Twenty exchanges will back the new cryptocurrency, meaning folks who own bitcoin on certain exchanges will now hold one bitcoin gold for every bitcoin. Bitcoin owners should not expect, however, to see the value of their holdings double.
Separately, it appears bitcoin gold's website is down following a DDoS attack, a type of cybersecurity attack. Here's a tweet from the cryptocurrency's developers:
Massive DDoS attack on our ... @ Bitcoin Gold
CoinDesk first reported the news.
The cryptocurrency community appears divided over whether splits are good for the future of bitcoin.
Bob Summerwill, a chief blockchain developer at Sweetbridge, a cryptocurrency liquidity provider, said in a note emailed to Business Insider that there is no such thing as a 'bad fork.'
"Splits happen periodically in all open-source communities," he wrote. "Having everyone collaborating in a single project is ideal, but sometimes there are genuine differences of opinion, and network effects are not enough to keep everybody together, so a group secedes."
Others are less bullish on splits. For instance, Sol Lederer, a blockchain director at LOOMIA, said he is worried about trivial disagreements disrupting the upward march of bitcoin.

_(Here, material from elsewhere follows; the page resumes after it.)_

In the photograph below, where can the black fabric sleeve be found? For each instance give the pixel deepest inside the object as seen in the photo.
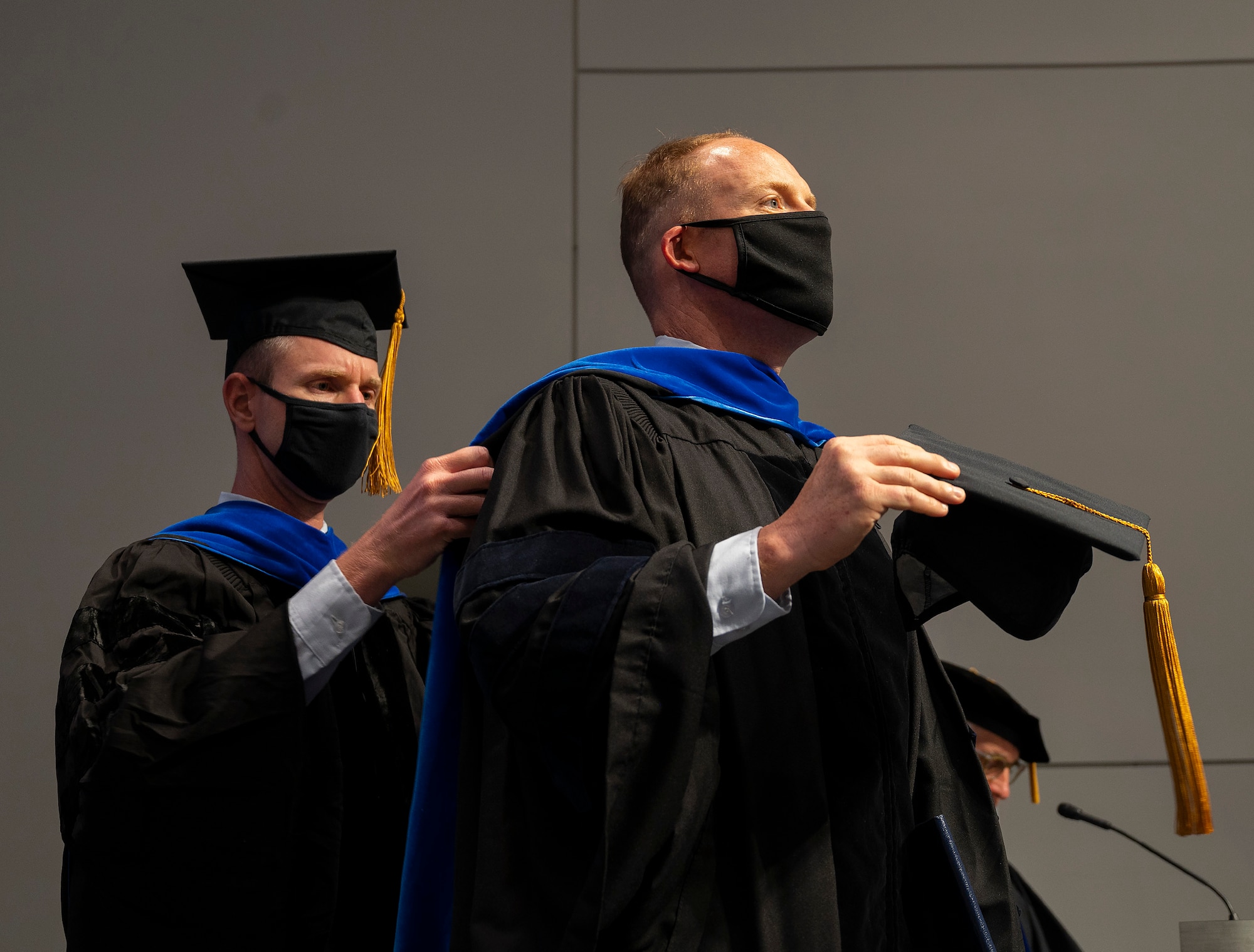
(169, 652)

"What's deeply troublesome is that these spinoffs sprung from a relatively minor squabble in the bitcoin community on how to handle the block size limit," Lederer wrote. "Instead of coming to agreement, the community, developers, and code are fracturing into different groups."
Another fork is possibly on the horizon. The second part of SegWit2x, which would increase the size of blocks that underpin bitcoin's network, is set to go into effect next month and not everyone is on board with the proposed change.